On the other hand, if the news organization is suspected of a crime, a search of its newsroom or its employees' home offices could be permissible. The federal Privacy Protection Act includes some exceptions for criminal activity. In California, although the anti-search law does not have an explicit exception, at least one court has suggested that the protections do not extend to journalists suspected of a crime.
Gizmodo's parent company, Gawker Media, has called the search warrant "invalid," and an attorney representing the blog network said last week that the option of a lawsuit "is available because search is not the appropriate method in this situation."
Roger Myers, a partner at Holme Roberts and Owen in San Francisco, is drafting the brief for the media organizations. Myers has led other attempts to keep court hearings open in California, including representing CNET (published by CBS Interactive), Wired.com, and the First Amendment Coalition in a lawsuit involving AT&T and allegations of illegal wiretapping.
California law says that search warrants "shall be open to the public as a judicial record" no later than 10 days after a judge signs it, which would have been Monday. But all records in this case are sealed, and the court clerk's office has refused even to divulge a copy of the secret court order sealing them.
The media organizations argue this conflicts with precedent set by California courts. "Documents upon which the [court] bases a decision to issue a search warrant are judicial in character, for the decision to issue a search warrant is a judicial decision," a state appeals court has ruled, saying public access to those records is important because it "fosters important policy considerations, such as discouraging perjury, enhancing police and prosecutorial performance, and promoting a public perception of fairness." The U.S. Constitution's First Amendment and the California Constitution provide a broad right to access to court records.
The search warrant affidavit was prepared by Detective Matthew Broad of San Mateo County Sheriff's Office.
The story began in March when Gray Powell, a 27-year-old Apple computer engineer, forgot what may be a 4G iPhone phone at a German beer garden in Redwood City, Calif., after a night of drinking. According to a Wired.com report Thursday, Brian Hogan, 21, has acknowledged finding the phone. With the help of friends, Hogan approached multiple tech news sites before finally selling the handset to Gizmodo for $5,000.
Prosecutors in the case say they are conducting a felony theft investigation, but no charges have been filed. Police have interviewed Hogan and one other unidentified man in connection with the sale to Gizmodo.
On April 23, just hours after CNET reported that Apple had contacted law enforcement officials about the phone and an investigation was under way, police showed up at Chen's home in Fremont, Calif., across the bay from San Francisco. After breaking down his door, they confiscated three Apple laptops, a Samsung digital camera, a 32GB Apple iPad, a 16GB iPhone, and other electronic gear according to documents that Gizmodo posted.
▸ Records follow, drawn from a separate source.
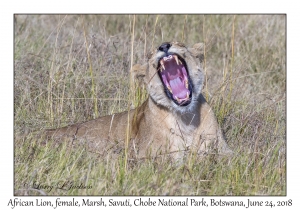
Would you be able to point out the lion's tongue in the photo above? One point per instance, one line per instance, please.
(178, 88)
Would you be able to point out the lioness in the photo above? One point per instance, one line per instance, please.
(174, 119)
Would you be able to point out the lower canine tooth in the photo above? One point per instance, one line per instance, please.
(162, 64)
(176, 58)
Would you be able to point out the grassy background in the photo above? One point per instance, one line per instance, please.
(71, 68)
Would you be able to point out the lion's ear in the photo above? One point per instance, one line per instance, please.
(138, 74)
(198, 50)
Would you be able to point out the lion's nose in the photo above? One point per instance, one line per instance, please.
(164, 47)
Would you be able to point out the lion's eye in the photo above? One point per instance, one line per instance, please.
(179, 44)
(149, 55)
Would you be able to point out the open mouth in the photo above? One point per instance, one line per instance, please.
(174, 75)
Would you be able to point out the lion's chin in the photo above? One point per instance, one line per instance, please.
(175, 78)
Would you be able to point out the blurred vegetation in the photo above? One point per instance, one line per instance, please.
(56, 82)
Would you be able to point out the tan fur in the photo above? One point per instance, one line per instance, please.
(158, 126)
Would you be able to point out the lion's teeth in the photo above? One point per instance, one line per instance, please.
(176, 58)
(162, 64)
(169, 88)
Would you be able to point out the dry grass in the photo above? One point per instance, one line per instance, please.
(71, 68)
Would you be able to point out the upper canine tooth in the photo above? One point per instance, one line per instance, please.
(176, 58)
(162, 64)
(169, 88)
(177, 99)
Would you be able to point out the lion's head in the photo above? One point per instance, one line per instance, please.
(173, 75)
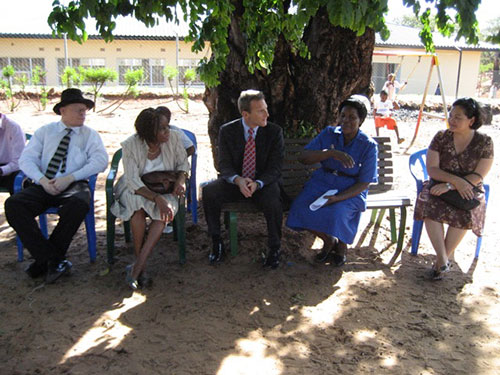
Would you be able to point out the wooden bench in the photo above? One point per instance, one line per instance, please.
(380, 196)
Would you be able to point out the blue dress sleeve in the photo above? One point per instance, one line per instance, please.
(322, 141)
(368, 169)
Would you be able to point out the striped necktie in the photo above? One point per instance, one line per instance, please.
(248, 169)
(59, 157)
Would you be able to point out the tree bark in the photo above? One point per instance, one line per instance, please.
(299, 92)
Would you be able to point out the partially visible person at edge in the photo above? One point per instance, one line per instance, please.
(12, 140)
(153, 148)
(348, 160)
(237, 181)
(59, 158)
(454, 155)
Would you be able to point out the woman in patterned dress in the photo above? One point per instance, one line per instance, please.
(455, 154)
(152, 148)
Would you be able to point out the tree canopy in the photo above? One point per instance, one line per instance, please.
(262, 24)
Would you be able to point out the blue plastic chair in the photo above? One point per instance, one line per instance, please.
(192, 201)
(42, 219)
(418, 170)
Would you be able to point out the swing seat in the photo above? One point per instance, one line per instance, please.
(387, 122)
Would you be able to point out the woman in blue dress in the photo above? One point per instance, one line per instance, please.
(348, 160)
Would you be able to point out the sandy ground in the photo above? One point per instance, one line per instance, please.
(236, 318)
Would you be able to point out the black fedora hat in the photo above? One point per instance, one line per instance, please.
(70, 96)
Apple ranks among the most security-conscious companies and goes to great lengths to prevent leaks about its products. To secure trade secrets, the company has not shied away from high-profile courtroom fights. It filed a lawsuit against a Mac enthusiast Web site, for example, to unearth information about a leak. A state appeals court ruled in favor of the Web site.
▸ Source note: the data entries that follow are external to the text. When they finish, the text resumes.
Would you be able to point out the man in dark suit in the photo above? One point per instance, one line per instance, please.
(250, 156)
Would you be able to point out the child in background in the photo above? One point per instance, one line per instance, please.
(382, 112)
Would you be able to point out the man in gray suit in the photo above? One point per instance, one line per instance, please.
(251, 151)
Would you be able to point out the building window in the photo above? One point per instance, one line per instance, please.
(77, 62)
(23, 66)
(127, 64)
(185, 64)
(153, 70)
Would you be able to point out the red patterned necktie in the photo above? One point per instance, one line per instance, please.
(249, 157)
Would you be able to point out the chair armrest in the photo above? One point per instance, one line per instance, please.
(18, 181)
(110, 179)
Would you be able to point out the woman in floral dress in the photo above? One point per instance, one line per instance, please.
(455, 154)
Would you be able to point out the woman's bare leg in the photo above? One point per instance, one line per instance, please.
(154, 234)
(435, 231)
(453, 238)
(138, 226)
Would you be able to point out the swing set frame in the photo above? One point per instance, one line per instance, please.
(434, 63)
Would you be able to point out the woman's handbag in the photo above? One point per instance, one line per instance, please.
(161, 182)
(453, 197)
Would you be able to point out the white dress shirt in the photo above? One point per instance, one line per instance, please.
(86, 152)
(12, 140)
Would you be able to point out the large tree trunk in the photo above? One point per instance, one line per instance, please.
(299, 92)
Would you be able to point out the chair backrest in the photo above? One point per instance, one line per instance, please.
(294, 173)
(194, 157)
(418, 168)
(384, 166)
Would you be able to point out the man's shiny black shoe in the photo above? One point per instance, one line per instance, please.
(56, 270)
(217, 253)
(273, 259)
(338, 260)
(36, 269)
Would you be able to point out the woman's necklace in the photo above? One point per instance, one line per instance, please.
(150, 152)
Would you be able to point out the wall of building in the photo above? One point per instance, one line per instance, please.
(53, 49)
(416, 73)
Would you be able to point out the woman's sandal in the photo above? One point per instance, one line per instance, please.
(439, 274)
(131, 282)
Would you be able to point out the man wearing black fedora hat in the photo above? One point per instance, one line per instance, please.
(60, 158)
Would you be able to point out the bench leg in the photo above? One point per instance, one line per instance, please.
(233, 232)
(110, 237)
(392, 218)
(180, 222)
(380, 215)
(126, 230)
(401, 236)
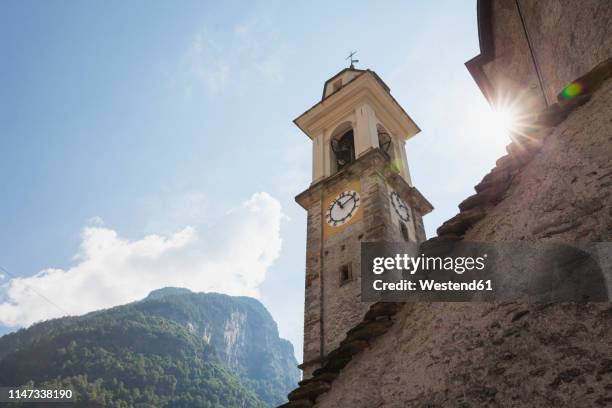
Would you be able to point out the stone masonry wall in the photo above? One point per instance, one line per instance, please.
(342, 306)
(509, 355)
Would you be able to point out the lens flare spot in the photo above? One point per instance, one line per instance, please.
(572, 90)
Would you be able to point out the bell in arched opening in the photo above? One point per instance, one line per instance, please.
(344, 149)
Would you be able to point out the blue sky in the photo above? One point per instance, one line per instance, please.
(151, 143)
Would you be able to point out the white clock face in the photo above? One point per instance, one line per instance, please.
(342, 208)
(400, 207)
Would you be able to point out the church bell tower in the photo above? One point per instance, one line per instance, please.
(361, 191)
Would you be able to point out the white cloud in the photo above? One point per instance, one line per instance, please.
(251, 51)
(231, 258)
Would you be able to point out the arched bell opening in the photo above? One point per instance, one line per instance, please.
(385, 143)
(343, 146)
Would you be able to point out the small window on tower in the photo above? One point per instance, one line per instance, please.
(346, 273)
(404, 231)
(337, 85)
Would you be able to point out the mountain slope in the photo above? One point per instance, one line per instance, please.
(172, 349)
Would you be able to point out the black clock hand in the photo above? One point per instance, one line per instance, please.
(347, 200)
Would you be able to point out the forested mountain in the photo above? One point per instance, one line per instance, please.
(173, 349)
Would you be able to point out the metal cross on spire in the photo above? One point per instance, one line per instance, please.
(353, 61)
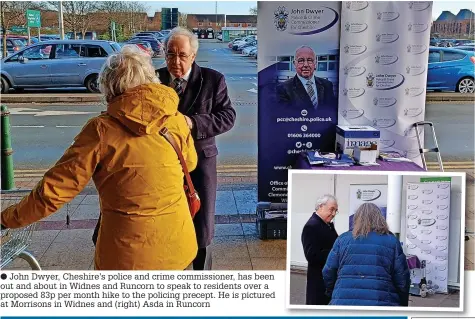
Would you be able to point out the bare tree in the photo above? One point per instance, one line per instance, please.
(13, 13)
(77, 15)
(182, 20)
(135, 14)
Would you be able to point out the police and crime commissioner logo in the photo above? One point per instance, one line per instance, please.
(280, 18)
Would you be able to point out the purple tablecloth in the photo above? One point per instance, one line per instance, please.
(302, 163)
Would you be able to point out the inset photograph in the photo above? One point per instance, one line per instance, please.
(376, 240)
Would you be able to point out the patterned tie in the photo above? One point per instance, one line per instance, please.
(178, 86)
(312, 94)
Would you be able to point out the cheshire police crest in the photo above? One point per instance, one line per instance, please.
(280, 18)
(370, 80)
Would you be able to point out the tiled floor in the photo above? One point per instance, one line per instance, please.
(298, 282)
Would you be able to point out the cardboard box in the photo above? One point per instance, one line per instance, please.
(347, 137)
(365, 155)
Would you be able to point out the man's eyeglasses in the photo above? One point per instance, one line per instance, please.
(302, 61)
(173, 56)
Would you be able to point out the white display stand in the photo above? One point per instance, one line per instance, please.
(427, 230)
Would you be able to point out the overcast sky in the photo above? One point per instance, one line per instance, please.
(242, 7)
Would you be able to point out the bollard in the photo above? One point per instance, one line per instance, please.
(8, 182)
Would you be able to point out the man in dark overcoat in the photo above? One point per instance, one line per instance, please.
(318, 236)
(205, 102)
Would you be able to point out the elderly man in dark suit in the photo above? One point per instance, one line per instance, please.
(318, 236)
(305, 90)
(208, 111)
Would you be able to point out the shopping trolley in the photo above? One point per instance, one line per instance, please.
(14, 242)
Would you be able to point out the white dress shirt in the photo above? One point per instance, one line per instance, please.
(304, 83)
(185, 77)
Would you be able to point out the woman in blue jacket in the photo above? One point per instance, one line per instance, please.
(366, 266)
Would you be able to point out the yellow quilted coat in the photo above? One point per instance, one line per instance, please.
(145, 220)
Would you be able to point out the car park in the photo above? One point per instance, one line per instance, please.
(450, 69)
(154, 43)
(56, 63)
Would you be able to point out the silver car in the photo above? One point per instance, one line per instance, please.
(56, 63)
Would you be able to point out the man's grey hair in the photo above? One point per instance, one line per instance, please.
(324, 200)
(368, 218)
(184, 32)
(304, 47)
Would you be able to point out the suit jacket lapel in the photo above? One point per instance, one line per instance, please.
(320, 90)
(301, 92)
(193, 87)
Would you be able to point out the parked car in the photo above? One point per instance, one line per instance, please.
(88, 35)
(154, 43)
(451, 70)
(246, 40)
(230, 44)
(142, 45)
(56, 63)
(466, 48)
(246, 45)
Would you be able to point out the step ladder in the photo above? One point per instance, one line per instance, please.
(423, 150)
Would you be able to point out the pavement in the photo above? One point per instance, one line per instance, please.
(236, 245)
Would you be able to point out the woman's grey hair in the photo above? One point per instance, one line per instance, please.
(184, 32)
(368, 218)
(124, 70)
(324, 200)
(304, 47)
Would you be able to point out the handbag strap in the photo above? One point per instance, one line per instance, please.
(166, 134)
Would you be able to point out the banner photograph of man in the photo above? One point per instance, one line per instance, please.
(205, 102)
(305, 90)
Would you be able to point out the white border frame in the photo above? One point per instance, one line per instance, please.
(388, 173)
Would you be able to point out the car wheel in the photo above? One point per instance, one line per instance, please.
(5, 86)
(92, 83)
(466, 85)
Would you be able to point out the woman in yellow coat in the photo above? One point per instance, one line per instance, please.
(145, 222)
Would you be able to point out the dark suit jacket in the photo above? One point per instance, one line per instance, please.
(293, 93)
(317, 241)
(207, 103)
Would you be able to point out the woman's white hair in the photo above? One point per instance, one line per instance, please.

In that case, Apple argued that information published about unreleased products causes it significant harm. "If these trade secrets are revealed, competitors can anticipate and counter Apple's business strategy, and Apple loses control over the timing and publicity for its product launches," Apple wrote in a brief.
Update: 2:40 p.m. PT Wednesday: We've published a followup story with more details, and a copy of the brief. The other groups in the coalition: the Associated Press, Bloomberg News, the Los Angeles Times, Wired.com, and the California Newspaper Publishers Association.